It is to be observed that, according to Derham's experiments, the temperature of the air, whether dry or moist, cold or hot, causes no variation in the velocity of sound. This philosopher had often an opportunity of seeing the flash and hearing the report of cannon fired at Blackheath, 9 or 10 miles distant, from Upminster, the place of his residence; but whatever might be the state of the weather, he always counted the same number of half seconds, between the moment of seeing the flash and that of hearing the report, unless any wind blew from either of these places, in which case the number of the seconds varied from 111 to 112. It may be readily conceived, that if the wind impelled the fluid put into a state of vibration, towards the place of the observer, the vibrations would reach him sooner than if the fluid had been at rest, or had been impelled in a contrary direction.

But notwithstanding what Derham has said, we can hardly be persuaded that the velocity of sound is not affected by the temperature of the air; for when the air is heated, and consequently more rarefied or elastic, the vibrations must be more rapid: observations on this subject ought to be carefully repeated.

An inaccessible distance then may be measured by means of sound.

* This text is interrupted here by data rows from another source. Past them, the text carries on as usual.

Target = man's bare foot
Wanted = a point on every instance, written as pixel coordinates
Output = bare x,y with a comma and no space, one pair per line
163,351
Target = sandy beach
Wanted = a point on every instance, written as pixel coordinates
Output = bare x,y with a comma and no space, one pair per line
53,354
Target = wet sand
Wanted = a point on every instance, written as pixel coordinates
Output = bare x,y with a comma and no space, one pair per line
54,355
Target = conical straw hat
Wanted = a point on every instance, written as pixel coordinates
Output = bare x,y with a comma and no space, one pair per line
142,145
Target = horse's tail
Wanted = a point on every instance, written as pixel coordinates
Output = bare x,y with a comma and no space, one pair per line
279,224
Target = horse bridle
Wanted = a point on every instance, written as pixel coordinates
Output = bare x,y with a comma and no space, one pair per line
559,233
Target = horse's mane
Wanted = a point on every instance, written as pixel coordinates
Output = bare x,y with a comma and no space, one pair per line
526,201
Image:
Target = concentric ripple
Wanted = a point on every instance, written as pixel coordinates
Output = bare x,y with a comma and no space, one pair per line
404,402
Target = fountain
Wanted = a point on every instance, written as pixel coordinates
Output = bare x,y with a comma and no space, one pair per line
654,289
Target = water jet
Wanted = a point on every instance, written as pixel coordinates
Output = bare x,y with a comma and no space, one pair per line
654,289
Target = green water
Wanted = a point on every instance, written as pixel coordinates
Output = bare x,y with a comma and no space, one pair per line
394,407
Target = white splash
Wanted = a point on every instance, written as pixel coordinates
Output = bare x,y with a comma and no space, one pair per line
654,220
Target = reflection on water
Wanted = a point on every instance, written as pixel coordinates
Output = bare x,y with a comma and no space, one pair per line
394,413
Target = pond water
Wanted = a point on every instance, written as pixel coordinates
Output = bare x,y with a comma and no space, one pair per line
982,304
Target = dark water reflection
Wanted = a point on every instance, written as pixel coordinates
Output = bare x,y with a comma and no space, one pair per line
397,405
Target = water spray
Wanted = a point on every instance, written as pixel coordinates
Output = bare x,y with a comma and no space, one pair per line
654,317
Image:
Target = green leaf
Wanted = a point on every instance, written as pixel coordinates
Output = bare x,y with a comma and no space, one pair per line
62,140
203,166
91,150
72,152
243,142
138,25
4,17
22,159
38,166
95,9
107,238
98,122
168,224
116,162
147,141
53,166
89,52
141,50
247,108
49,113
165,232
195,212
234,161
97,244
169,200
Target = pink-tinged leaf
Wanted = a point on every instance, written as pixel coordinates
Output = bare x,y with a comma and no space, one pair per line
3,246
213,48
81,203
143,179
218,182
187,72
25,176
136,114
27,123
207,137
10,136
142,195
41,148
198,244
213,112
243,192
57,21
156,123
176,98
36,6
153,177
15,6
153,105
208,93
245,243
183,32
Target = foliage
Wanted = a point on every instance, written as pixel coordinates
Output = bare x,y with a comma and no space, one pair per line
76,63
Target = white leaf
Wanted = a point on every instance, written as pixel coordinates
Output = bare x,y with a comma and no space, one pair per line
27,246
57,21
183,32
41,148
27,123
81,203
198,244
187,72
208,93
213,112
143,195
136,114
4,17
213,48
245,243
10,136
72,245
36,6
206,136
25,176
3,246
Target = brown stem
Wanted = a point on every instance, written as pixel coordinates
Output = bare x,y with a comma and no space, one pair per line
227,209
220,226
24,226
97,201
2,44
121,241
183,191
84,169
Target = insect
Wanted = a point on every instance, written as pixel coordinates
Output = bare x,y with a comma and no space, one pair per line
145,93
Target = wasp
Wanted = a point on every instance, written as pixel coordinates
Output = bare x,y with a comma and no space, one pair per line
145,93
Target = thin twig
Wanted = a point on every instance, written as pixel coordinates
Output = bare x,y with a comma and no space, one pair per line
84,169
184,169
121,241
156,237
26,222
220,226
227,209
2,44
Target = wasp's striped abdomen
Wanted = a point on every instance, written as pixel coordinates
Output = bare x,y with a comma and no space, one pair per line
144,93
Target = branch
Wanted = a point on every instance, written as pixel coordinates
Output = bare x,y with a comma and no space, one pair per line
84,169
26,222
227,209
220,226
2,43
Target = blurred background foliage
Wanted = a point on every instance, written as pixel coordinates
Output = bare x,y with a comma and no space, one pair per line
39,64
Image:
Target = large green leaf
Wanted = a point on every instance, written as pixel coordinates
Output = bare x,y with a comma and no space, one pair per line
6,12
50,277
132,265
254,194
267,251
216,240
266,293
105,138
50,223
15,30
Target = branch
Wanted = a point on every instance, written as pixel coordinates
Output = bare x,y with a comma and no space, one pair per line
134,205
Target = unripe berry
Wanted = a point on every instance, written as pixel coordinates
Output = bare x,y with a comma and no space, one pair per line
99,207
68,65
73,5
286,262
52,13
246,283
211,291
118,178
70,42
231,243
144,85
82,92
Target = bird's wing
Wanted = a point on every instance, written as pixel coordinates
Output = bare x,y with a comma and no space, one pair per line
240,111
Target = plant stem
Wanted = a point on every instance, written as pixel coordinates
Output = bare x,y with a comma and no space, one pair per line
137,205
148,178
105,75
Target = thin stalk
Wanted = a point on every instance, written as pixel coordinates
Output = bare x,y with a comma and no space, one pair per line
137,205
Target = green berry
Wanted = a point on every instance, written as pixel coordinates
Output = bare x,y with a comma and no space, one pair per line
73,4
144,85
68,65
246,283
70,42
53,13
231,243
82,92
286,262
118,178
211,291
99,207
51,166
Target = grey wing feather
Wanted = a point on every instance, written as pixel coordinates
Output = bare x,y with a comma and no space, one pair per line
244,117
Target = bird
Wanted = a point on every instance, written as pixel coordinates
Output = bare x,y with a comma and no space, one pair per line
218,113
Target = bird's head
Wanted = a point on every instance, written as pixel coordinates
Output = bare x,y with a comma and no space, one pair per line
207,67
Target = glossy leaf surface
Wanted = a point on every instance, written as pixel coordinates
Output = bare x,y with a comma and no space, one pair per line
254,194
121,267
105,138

For this purpose provide a pendulum that swings half seconds, which may be done by suspending from a thread a ball of lead, half an inch in diameter, in such a manner, that there shall be exactly 9 inches, or 9 between the centre of the ball and the point of suspension; then the moment you perceive the flash of a cannon, or musket, let go the pendulum, and count how many. vibrations it makes till the instant when you hear the report if you then multiply this number by 571 feet, you will have the distance of the place where the musket or cannon was fired.

We here suppose the weather to be calm, or that the wind blows only in a transversal direction; for if the wind blows towards the observer from the place where the cannon or gun is fired, and if it be violent, as many times 12 feet as there have been counted half seconds must be added to the distance found; and in the contrary case, that is to say, if the wind blows from the observer, towards the quarter where the explosion is made, they must be subtracted. It is well known that a violent wind makes the air move at the rate of about 24 feet per second, which is nearly the 48th part of the velocity of sound. If the wind be moderate, a 96th may be added or subtracted; and if it be weak, but sensible, a 192d: but this correction, especially in the latter case, seems to be superfluous; for can we ever flatter ourselves that we have not erred a 192d part in the measuring of time?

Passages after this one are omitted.